PAPN

July 25, 2025 · View on GitHub

Abstract

In this paper, we mitigate the problem of Self-Supervised Learning (SSL) for fine-grained representation learning, aimed at distinguishing subtle differences within highly similar subordinate categories. Our preliminary analysis shows that SSL, especially the multi-stage alignment strategy, performs well on generic categories but struggles with fine-grained distinctions. To overcome this limitation, we propose a prototype-based contrastive learning module with stage-wise progressive augmentation.
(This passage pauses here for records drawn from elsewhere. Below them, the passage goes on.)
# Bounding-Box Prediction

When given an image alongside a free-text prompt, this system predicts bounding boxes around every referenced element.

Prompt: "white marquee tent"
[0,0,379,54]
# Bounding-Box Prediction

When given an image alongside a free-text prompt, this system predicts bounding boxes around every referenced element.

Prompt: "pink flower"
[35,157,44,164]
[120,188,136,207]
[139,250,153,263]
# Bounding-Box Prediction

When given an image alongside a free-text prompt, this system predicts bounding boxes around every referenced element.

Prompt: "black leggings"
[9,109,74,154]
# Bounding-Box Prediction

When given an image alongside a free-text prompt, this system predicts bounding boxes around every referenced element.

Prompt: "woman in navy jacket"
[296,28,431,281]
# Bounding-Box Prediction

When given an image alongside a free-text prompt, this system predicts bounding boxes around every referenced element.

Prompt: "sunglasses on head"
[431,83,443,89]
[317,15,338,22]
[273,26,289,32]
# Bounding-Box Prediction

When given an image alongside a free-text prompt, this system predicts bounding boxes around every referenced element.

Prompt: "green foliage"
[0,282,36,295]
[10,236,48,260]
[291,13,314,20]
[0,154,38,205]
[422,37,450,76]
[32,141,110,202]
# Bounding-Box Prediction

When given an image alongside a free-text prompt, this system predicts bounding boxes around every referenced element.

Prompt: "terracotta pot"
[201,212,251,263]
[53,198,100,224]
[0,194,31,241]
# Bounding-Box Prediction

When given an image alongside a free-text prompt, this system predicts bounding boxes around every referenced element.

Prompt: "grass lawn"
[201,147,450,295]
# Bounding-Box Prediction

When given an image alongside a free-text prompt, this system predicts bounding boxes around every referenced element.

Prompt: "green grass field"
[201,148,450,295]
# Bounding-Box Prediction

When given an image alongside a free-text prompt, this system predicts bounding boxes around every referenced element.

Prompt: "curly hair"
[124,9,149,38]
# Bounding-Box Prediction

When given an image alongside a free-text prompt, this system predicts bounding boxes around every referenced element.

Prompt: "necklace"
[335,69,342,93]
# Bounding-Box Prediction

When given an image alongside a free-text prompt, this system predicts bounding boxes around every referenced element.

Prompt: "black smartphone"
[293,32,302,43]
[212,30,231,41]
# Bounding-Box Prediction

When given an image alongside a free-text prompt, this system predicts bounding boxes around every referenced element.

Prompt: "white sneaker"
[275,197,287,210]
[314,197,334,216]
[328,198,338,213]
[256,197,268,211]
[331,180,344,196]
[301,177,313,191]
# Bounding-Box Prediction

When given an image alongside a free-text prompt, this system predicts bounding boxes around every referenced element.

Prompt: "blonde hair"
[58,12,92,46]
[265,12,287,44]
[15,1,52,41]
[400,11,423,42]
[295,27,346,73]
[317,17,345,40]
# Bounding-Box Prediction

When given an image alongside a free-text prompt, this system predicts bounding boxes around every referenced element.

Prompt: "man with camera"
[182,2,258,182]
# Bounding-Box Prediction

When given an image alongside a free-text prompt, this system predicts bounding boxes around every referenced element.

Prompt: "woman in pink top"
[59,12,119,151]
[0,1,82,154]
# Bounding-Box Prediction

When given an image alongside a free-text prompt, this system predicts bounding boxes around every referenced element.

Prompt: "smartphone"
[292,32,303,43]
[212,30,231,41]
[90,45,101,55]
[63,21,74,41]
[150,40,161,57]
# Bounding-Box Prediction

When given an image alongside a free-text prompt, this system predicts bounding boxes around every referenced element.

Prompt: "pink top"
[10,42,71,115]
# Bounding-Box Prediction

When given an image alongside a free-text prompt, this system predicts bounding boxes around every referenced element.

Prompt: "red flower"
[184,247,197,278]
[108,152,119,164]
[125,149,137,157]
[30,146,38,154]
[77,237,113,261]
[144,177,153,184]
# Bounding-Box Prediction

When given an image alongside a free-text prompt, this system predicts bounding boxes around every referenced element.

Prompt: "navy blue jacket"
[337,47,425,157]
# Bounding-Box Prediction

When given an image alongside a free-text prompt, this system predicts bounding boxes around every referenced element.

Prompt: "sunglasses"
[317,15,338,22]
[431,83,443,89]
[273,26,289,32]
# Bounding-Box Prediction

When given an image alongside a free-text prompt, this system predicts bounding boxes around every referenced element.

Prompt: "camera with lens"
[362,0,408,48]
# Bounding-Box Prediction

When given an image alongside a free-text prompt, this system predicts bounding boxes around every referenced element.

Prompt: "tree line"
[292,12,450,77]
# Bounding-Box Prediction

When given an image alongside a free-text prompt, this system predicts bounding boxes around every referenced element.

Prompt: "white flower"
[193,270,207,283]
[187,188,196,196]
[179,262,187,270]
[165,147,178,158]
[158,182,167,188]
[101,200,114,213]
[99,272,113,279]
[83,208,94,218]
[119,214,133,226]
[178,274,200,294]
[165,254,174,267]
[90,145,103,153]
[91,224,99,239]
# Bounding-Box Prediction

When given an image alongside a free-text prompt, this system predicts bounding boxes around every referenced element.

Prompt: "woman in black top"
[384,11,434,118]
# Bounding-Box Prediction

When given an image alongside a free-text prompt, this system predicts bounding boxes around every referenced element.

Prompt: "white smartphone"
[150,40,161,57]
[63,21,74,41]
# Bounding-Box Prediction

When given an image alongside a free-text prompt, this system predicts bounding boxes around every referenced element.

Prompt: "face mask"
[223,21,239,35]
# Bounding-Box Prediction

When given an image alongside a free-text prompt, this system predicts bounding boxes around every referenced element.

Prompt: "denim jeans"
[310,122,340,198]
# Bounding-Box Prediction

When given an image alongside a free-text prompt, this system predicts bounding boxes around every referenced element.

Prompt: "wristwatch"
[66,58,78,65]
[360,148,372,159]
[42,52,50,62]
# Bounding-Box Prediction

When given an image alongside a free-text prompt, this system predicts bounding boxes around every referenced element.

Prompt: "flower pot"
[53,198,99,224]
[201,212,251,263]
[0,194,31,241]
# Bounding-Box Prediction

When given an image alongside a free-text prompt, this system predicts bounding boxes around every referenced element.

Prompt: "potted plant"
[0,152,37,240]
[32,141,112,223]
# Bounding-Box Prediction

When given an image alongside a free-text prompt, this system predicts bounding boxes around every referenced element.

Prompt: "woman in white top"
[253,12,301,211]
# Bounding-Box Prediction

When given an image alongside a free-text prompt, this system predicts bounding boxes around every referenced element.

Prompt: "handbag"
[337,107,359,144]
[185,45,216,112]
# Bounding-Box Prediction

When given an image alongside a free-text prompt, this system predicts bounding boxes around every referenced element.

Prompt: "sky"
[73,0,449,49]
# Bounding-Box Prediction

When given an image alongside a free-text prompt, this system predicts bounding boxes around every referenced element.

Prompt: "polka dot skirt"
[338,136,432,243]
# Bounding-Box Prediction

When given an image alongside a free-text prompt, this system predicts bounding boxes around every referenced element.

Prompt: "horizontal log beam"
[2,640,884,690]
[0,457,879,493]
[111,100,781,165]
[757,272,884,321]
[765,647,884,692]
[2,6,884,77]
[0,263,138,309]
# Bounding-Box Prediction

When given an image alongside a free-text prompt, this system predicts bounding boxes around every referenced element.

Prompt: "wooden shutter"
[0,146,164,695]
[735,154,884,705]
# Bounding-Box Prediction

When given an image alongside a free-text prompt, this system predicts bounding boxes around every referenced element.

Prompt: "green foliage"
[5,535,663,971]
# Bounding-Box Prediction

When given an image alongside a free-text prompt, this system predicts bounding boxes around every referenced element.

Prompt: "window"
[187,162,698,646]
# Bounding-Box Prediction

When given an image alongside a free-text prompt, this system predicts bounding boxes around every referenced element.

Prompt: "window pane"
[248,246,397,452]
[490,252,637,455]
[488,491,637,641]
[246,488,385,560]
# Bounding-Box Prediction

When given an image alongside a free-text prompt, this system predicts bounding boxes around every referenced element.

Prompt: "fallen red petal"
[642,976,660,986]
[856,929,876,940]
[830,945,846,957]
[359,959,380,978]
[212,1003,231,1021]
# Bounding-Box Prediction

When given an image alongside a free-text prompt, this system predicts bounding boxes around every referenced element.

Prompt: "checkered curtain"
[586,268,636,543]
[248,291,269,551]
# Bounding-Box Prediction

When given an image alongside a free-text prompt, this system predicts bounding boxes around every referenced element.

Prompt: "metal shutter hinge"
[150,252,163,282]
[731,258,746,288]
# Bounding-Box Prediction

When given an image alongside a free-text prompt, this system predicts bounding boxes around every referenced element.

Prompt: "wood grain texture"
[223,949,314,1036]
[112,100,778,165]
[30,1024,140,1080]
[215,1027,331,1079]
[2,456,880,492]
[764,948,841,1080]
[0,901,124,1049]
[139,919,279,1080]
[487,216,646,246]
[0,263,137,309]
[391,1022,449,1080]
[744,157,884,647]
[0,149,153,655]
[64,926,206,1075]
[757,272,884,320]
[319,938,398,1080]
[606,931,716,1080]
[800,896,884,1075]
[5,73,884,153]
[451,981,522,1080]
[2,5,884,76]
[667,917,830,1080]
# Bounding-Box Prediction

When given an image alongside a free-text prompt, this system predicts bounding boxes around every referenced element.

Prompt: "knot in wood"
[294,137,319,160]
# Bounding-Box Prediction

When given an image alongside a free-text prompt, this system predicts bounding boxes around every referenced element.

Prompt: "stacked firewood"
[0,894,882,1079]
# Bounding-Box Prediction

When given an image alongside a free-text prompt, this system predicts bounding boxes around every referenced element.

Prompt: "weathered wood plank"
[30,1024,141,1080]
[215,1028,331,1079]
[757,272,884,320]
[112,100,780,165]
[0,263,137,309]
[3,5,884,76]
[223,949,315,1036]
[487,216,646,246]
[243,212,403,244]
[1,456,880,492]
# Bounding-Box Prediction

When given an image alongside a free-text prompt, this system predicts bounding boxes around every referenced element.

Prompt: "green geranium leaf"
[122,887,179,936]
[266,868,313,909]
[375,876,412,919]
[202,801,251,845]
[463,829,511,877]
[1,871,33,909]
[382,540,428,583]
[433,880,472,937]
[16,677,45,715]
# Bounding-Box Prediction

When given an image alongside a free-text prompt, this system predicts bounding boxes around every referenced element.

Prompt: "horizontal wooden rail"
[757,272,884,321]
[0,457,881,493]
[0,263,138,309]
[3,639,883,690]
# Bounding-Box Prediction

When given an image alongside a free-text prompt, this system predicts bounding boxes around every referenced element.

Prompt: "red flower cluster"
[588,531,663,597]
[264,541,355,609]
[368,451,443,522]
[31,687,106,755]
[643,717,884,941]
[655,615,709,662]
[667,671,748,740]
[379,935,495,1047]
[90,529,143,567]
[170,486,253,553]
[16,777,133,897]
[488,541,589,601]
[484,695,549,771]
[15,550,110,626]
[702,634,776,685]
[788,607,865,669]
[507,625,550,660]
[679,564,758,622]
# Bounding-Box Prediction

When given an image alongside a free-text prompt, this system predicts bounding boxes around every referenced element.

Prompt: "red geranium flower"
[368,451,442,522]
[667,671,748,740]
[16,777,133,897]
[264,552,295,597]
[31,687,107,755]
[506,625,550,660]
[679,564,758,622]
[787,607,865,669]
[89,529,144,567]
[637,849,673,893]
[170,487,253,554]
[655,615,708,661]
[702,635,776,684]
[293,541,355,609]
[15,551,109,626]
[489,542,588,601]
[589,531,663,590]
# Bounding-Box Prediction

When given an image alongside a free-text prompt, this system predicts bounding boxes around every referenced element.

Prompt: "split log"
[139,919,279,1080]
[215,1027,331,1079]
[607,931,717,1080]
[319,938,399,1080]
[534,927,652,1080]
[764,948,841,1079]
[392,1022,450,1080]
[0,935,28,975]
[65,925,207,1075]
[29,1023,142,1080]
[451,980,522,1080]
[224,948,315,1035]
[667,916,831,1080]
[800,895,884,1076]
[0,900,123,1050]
Unlike previous methods, our stage-wise progressive augmentation adapts data augmentation across stages to better suit SSL on fine-grained datasets. The prototype-based contrastive learning module captures both holistic and partial patterns, extracting global and local image representations to enhance feature discriminability. Experiments on popular fine-grained benchmarks for classification and retrieval tasks demonstrate the effectiveness of our method, and extensive ablation studies confirm the superiority of our proposals.

Dataset

You can download the dataset from the following websites:

Dataset	URL
FGVC Aircraft	https://www.kaggle.com/datasets/seryouxblaster764/fgvc-aircraft
CUB200-2011	https://www.kaggle.com/datasets/wenewone/cub2002011
Stanford Cars	https://www.kaggle.com/datasets/rickyyyyyyy/torchvision-stanford-cars

Then you should run the following commands:

cd PAPN
python ./utils/convert_cub.py -p path_of_cub.zip
python ./utils/convert_car.py -p path_of_car.zip
python ./utils/convert_air.py -p path_of_air.zip

The final datasets structure are as follows:

PAPN
|-- dataset
    |-- cub
        |-- train/
        |-- test/
    |-- car
        |-- train/
        |-- test/
    |-- air
        |-- train/
        |-- test/

Run the code

The experiments are carried out on Ubuntu 18.04.6 LTS, utilizing four GeForce RTX 3090 GPUs, each with 24GB of memory. The CUDA version employed is 11.6.
Install the required packages:

pip install -r requirements.txt

The running commands for training:

python main_train.py -c configs/papn_air.yaml
python main_train.py -c configs/papn_car.yaml
python main_train.py -c configs/papn_cub.yaml

The running commands for linear probing and retrieval:

python main_lincls.py -c configs/papn_air.yaml
python main_lincls.py -c configs/papn_car.yaml
python main_lincls.py -c configs/papn_cub.yaml